В мессенджере двадцать три сообщения от Глеба. Я борюсь с искушением прочитать их все сразу, поэтому забиваю время утренними хлопотами: привожу в порядок волосы, делаю массаж лица с косметическим маслом, потом просто еще раз пробегаю по списку вещей, которые на всякий случай заранее приготовила для поездки в роддом. Длинный список, который я составила из рекомендаций девочек с форума. Я не собиралась готовиться заранее, но все советовали не затягивать в долгий ящик и сделать это в начале девятого месяца.
Потом заглядываю в смежную с моей комнату – там детская. Последние недели вместе с дизайнером занималась оформлением и в итоге выбрала только третий вариант из предложенных. Голубой цвет для мальчика – это так банально. Я выбрала мягкие желтые и белые цвета, немного сочного персикового, и собственными руками разрисовала часть одной из стен. Художник я так себе, но эта мысль посетила мою голову, и я не смогла от нее отделаться. Теперь в комнате Доминика есть стена, верхняя часть которой разрисована безобразными каракулями его ненормальной мамочки, а нижняя полностью оставлена под его детское творчество. Когда это еще будет, но зато у моего сына будет целая стена для первых рисунков.
— Мне нравится, - слышу сзади голос Адама и инстинктивно роняю телефон в глубокий карман спортивной кофты.

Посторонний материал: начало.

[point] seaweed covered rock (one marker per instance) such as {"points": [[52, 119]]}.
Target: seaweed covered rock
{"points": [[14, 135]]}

Я надеялась, что он уже уехал в аэропорт и не потрудилась приготовить хотя бы номинальную прощальную речь. На ум ничего не лезет, только мысли о том, что я больше никогда не позволю себе бестолковую слабость. Даже сейчас, когда новый укол боли растекается судорогами по пояснице, контролирую каждую мышку на лице. Я тоже умею быть Снежной королевой.
— Я приеду в пятницу, - говорит Адам.
Мысленно считаю – неделя. Слава богу. Целую неделю мне не придется играть с ним в кошки-мышки, и весь дом будет в моем распоряжении. Целую неделею я не буду прятать телефон, боясь, что Адам увидит переписку с Глебом, даже если вся она состоит из сотни его сообщений, фото, звуковых посланий и моих редких «ответов» смайликами. Мы переписываемся уже несколько недель, но за все время я не написала ему ни единого слова.
— Полина, нам нужно поговорить.
— Сейчас? – слишком очевидно паникую я.
— Да, сейчас.
Повернуться к нему лицом так невыносимо трудно, словно мое тело – заржавевший в гайке болт. Приходится напомнить себе, что этот мужчина фактически меня купил и ничего не просит взамен, давая так много, что мне уже просто не хочется брать. Он имеет полное право говорить со мной не когда мне захочется, а когда он посчитает нужным. И говорить лицом к лицу.